ForEach(someData) { someElement in
  if someCondition {
    SomeView(data: someElement)
  }
}

As well as code like this:

ForEach(someData) { someElement in
    AnyView(SomeView(data: someElement))
}

The last piece of code is similar to how we were performing the tests with AnyView. This means, we were actually recreating the whole list when there were changes to it. This also explains why the AnyView implementation got slower over time – more content needs to be created from scratch on each redraw.

Conclusion

As a conclusion, in these scenarios (scrollable lists of heterogeneous views), it’s better to use concrete types for the different views in your containers. It might sound more complicated to implement, but actually you can make it simpler, without dealing too much with generics.

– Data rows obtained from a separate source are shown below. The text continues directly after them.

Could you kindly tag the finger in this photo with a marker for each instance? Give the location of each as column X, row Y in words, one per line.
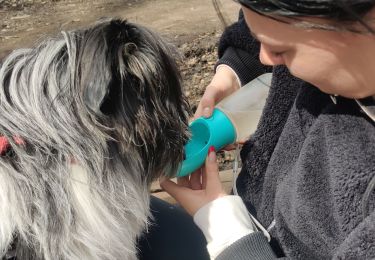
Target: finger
column 184, row 181
column 195, row 180
column 212, row 171
column 173, row 189
column 204, row 178
column 206, row 105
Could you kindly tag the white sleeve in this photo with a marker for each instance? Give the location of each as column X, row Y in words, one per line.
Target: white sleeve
column 224, row 221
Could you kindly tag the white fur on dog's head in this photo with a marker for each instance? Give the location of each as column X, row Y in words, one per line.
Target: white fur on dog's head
column 107, row 98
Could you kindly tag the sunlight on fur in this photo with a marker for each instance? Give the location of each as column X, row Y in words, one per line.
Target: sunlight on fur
column 101, row 114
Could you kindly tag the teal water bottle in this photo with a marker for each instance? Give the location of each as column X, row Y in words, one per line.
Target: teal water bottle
column 232, row 120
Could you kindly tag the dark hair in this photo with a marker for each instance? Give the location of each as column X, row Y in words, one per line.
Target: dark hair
column 335, row 10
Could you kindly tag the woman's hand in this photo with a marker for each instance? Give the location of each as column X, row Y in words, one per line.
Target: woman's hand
column 195, row 191
column 224, row 83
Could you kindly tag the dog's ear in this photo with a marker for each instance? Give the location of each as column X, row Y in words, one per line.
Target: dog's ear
column 102, row 61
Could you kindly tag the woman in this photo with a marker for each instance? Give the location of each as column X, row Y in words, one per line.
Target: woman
column 308, row 172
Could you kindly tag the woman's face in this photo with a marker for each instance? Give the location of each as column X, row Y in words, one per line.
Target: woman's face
column 340, row 63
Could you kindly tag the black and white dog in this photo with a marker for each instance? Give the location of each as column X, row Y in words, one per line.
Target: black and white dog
column 90, row 118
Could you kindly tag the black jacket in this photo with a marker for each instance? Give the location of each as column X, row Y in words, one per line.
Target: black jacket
column 306, row 169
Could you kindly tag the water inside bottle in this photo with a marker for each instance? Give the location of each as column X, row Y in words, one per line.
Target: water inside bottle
column 244, row 107
column 245, row 122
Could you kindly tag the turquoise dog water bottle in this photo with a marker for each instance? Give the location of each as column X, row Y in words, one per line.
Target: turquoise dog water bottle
column 217, row 131
column 233, row 119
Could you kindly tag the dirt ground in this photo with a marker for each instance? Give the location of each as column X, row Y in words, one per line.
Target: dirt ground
column 192, row 25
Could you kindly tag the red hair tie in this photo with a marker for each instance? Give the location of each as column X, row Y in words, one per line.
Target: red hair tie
column 5, row 145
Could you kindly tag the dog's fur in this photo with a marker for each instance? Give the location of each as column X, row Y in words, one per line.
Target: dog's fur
column 101, row 114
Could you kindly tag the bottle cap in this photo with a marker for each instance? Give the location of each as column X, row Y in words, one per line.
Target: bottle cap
column 217, row 131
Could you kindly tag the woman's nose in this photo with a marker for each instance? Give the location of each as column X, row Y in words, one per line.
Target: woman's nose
column 268, row 57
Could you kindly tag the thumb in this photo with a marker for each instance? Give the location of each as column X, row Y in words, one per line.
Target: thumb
column 206, row 105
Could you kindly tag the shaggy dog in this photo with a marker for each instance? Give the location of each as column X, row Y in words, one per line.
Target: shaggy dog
column 89, row 119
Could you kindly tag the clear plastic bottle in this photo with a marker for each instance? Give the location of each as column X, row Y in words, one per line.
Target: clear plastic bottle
column 244, row 107
column 233, row 120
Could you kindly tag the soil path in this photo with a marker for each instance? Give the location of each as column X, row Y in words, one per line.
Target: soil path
column 181, row 20
column 193, row 25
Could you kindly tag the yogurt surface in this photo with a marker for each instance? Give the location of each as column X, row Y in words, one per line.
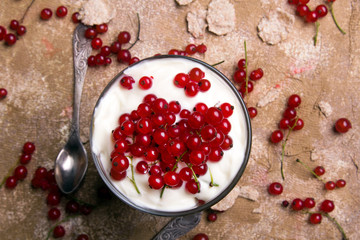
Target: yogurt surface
column 118, row 100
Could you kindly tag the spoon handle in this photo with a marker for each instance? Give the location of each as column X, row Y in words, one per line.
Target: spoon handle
column 82, row 50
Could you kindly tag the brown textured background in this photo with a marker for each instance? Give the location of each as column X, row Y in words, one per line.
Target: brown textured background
column 37, row 72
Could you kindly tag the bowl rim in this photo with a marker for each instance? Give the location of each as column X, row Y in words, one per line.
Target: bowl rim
column 199, row 208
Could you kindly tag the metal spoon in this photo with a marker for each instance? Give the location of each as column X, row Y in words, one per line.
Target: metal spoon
column 72, row 162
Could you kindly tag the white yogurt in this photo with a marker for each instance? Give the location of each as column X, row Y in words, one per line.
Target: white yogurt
column 118, row 100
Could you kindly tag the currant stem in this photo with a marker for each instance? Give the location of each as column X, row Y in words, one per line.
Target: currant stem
column 317, row 25
column 246, row 75
column 212, row 184
column 132, row 179
column 138, row 33
column 344, row 237
column 218, row 63
column 283, row 149
column 308, row 168
column 333, row 16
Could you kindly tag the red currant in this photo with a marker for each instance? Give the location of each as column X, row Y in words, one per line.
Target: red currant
column 309, row 203
column 330, row 185
column 315, row 218
column 20, row 172
column 275, row 188
column 342, row 125
column 124, row 37
column 145, row 83
column 327, row 206
column 46, row 14
column 276, row 136
column 340, row 183
column 11, row 182
column 297, row 204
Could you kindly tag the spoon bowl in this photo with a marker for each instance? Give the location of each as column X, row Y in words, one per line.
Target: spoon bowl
column 71, row 165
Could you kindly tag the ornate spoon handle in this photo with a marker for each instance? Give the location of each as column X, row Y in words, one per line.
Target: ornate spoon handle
column 178, row 227
column 82, row 51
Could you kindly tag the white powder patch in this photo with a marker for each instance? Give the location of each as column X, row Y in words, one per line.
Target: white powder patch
column 276, row 26
column 325, row 108
column 221, row 17
column 249, row 193
column 269, row 97
column 96, row 12
column 184, row 2
column 196, row 23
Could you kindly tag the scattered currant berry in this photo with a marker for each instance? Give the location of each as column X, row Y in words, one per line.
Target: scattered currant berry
column 191, row 49
column 61, row 11
column 294, row 101
column 252, row 112
column 96, row 43
column 285, row 203
column 14, row 24
column 201, row 236
column 212, row 216
column 124, row 37
column 3, row 93
column 309, row 203
column 124, row 56
column 102, row 28
column 319, row 170
column 21, row 30
column 201, row 48
column 315, row 218
column 11, row 182
column 342, row 125
column 10, row 39
column 59, row 231
column 327, row 206
column 46, row 14
column 276, row 136
column 54, row 213
column 75, row 17
column 275, row 188
column 330, row 185
column 340, row 183
column 297, row 204
column 145, row 83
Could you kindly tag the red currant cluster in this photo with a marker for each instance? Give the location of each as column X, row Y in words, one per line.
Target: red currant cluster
column 240, row 77
column 193, row 82
column 145, row 82
column 171, row 152
column 45, row 180
column 289, row 120
column 102, row 58
column 10, row 38
column 304, row 11
column 20, row 171
column 190, row 49
column 342, row 125
column 3, row 93
column 61, row 12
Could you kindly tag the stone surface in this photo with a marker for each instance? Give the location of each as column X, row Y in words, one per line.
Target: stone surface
column 37, row 72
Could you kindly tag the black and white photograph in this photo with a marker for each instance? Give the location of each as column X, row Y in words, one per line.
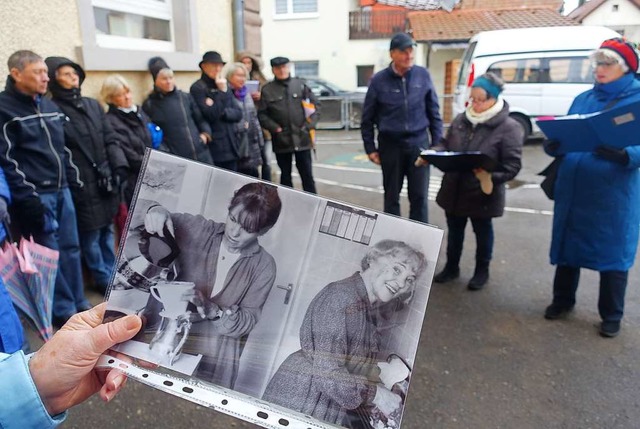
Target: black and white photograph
column 304, row 303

However, that doesn’t mean that using AnyView always impacts performance this way. For example, if you have some menu as a list of few heterogenous elements, that on tap shows different navigation destinations, and you decide to wrap those views as AnyView, my measurements have shown no difference in performance over using other approaches.

A different type of test using AnyView vs Group with if-else statements was done in this post, showing no noticeable differences between the two. Using if-else causes the view identity to be lost like AnyView, so not having performance differences here is expected.

It also depends on how the implementation looks like – your data model, which state is passed where, which updates can cause view redraws, etc.